Amer Sports reported operating earnings before charges rose 14 percent in the first quarter as higher gross margins and robust profitability gains in the company’s Outdoor segment helped offset currency headwinds.

Sales in the quarter were down 6.1 percent to €623.8 million but grew 1 percent on a currency-neutral basis.

EBIT increased to €40.4 million from €28.8 million. EBIT excluding non-recurring items expanded 13.8 percent to €40.4  million from €35.5 million.

Gross margin grew to 46.8 percent from 44.7 percent, driven by improvement in channel mix and higher share of full-price sales. Net earnings rose 40.5 percent to €24.6 million from €17.5 million a year ago.

Among the company’s major segments, Outdoor sales declined 3 percent to €381.2 million but grew 2 percent on a currency-neutral basis. EBIT in the Outdoor segment grew 26 percent to €33.7 million.

In the Ball Sports segment, sales were down 11 percent to €164.2 million and off 1 percent on a currency-neutral basis. EBIT was down 6 percent to €14.9 million.

Fitness segment revenues were down 7 percent to €78.4 million while expanding 4 percent on a currency-neutral basis. EBIT reached €100,000, down from €700,000 a year ago.

Outlook For 2018

In 2018, Amer Sports’ net sales in local currencies as well as EBIT excl. IAC are expected to increase from 2017. Due to ongoing wholesale market uncertainties, the quarterly growth and improvement are expected to be uneven. The company will prioritize sustainable, profitable growth, focusing on the company’s five strategic priorities (Apparel and Footwear, Direct to Consumer, China, US, and Connected Devices and Services) whilst continuing the company’s consumer-led transformation.

Heikka Takala, president and CEO, said, “In the first quarter, we delivered solid progress across our strategic transformation areas with ongoing acceleration in Direct to Consumer, modern sales channels and China. Following a year of significant transformation and restructuring, our focus in the quarter was on solidifying our margins through more attractive mix, higher quality distribution through sharper segmentation and reduced number of doors and reduction of promotional sales, especially in Footwear. As result, our margins and profit improved, and we can now focus on driving a more sustainable topline with a good pipeline of initiatives.
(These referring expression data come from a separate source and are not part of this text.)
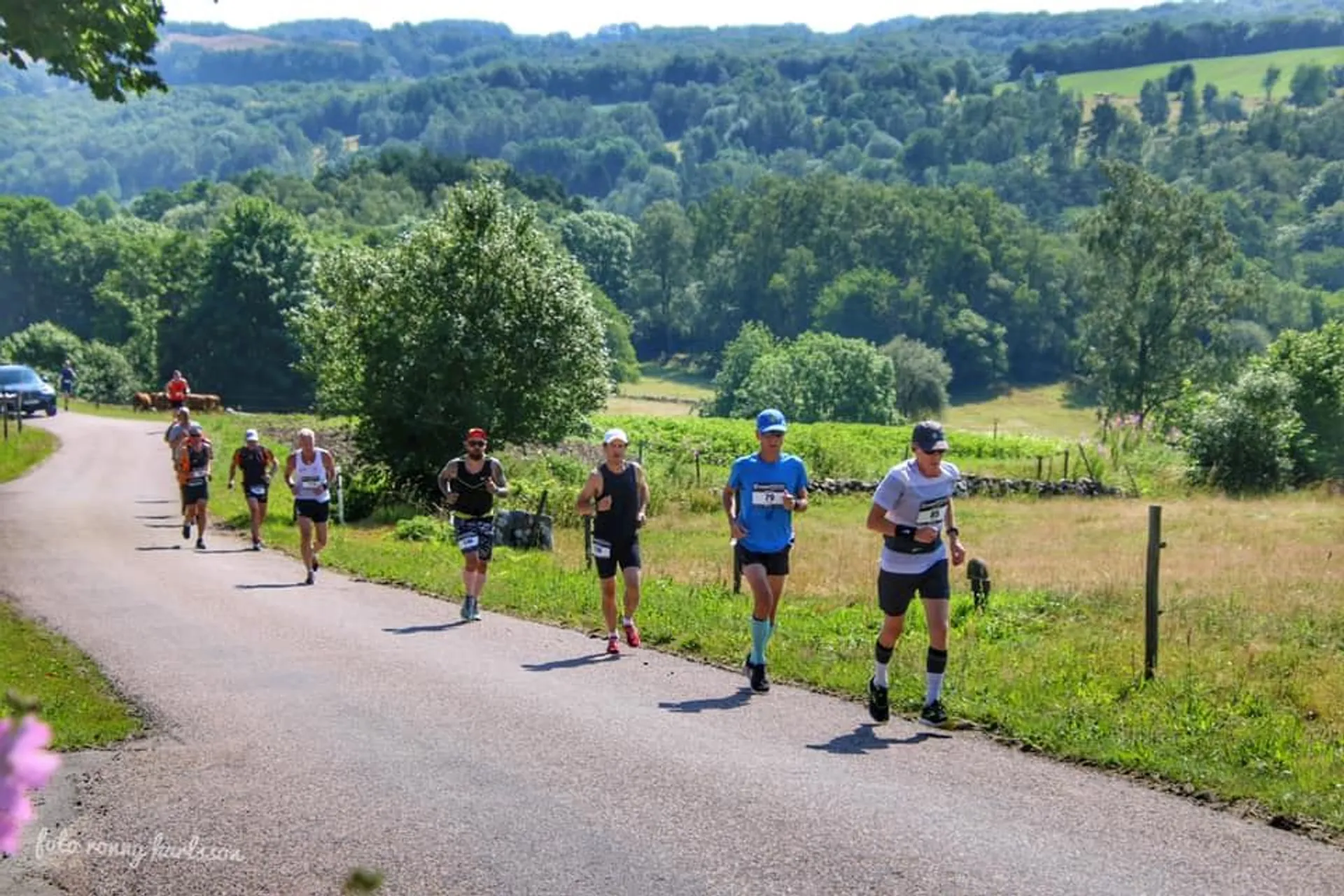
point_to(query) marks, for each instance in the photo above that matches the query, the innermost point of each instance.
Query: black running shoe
(933, 715)
(758, 681)
(878, 706)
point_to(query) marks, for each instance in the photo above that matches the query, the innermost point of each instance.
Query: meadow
(42, 668)
(1241, 74)
(1246, 708)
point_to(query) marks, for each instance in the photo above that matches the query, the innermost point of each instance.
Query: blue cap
(772, 421)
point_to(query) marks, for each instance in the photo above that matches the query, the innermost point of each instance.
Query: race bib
(932, 514)
(768, 496)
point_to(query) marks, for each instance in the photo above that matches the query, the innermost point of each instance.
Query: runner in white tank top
(309, 473)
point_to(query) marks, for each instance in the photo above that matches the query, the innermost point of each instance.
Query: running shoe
(933, 715)
(878, 706)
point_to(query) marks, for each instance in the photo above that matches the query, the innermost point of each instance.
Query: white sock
(879, 676)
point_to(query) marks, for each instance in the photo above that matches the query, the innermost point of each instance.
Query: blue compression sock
(760, 634)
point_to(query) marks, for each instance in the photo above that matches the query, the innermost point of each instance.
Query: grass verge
(23, 450)
(1247, 707)
(74, 697)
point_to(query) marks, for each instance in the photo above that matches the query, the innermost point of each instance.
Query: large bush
(476, 318)
(1246, 438)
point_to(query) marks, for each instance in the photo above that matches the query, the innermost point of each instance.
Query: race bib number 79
(768, 496)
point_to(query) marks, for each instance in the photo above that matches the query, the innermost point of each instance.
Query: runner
(617, 496)
(776, 485)
(178, 390)
(67, 382)
(470, 484)
(315, 470)
(258, 465)
(195, 469)
(911, 510)
(176, 435)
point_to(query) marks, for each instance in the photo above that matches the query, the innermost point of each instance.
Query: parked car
(35, 394)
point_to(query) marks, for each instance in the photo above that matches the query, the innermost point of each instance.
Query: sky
(549, 16)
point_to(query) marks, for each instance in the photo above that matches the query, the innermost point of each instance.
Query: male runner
(309, 473)
(765, 489)
(176, 437)
(178, 390)
(67, 382)
(195, 469)
(617, 496)
(258, 465)
(911, 510)
(470, 484)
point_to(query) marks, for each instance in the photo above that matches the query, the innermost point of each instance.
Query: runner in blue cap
(765, 489)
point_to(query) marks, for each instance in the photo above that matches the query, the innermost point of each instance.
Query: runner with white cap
(258, 465)
(617, 496)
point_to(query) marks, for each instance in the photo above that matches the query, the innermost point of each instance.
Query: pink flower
(24, 764)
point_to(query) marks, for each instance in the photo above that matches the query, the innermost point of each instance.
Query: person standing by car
(258, 465)
(178, 390)
(67, 382)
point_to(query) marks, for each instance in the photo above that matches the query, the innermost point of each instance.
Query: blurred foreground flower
(24, 764)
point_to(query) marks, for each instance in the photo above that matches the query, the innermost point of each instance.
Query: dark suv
(34, 393)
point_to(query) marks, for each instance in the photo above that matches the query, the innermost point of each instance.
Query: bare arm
(498, 479)
(644, 491)
(587, 503)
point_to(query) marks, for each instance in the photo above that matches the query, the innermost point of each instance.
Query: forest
(890, 186)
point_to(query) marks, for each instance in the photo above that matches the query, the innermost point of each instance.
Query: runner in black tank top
(470, 495)
(617, 496)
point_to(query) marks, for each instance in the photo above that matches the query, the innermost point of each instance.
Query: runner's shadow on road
(733, 701)
(864, 741)
(573, 663)
(422, 629)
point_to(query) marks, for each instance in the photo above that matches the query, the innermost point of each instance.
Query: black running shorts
(774, 564)
(315, 511)
(609, 555)
(897, 590)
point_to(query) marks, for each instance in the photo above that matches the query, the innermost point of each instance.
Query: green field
(74, 697)
(1241, 74)
(20, 451)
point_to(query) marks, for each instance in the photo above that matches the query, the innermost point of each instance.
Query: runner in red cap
(470, 482)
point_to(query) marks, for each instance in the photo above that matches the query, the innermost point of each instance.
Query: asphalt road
(305, 731)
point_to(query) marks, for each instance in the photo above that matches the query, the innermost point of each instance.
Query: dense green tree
(1159, 260)
(258, 272)
(477, 318)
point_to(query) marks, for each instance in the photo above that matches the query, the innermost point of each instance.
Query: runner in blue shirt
(764, 492)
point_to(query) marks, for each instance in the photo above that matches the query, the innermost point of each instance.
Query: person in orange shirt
(178, 390)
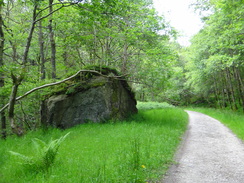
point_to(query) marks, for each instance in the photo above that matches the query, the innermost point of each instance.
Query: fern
(45, 156)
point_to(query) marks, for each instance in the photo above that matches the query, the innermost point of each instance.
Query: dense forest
(45, 41)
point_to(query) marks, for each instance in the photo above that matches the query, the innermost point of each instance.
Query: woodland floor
(209, 153)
“The market continues to evolve rapidly, and we are embracing the changes proactively and with encouraging results. Whilst we make good progress and continue to accelerate in most areas, we also have more work to do to address the remaining areas of underperformance. As always, we maintain a long-term view guided by our sustainable growth model.”

The full report is here.

Amer Sports’ brands include Salomon, Wilson, Atomic, Arc’teryx, Mavic, Suunto and Precor.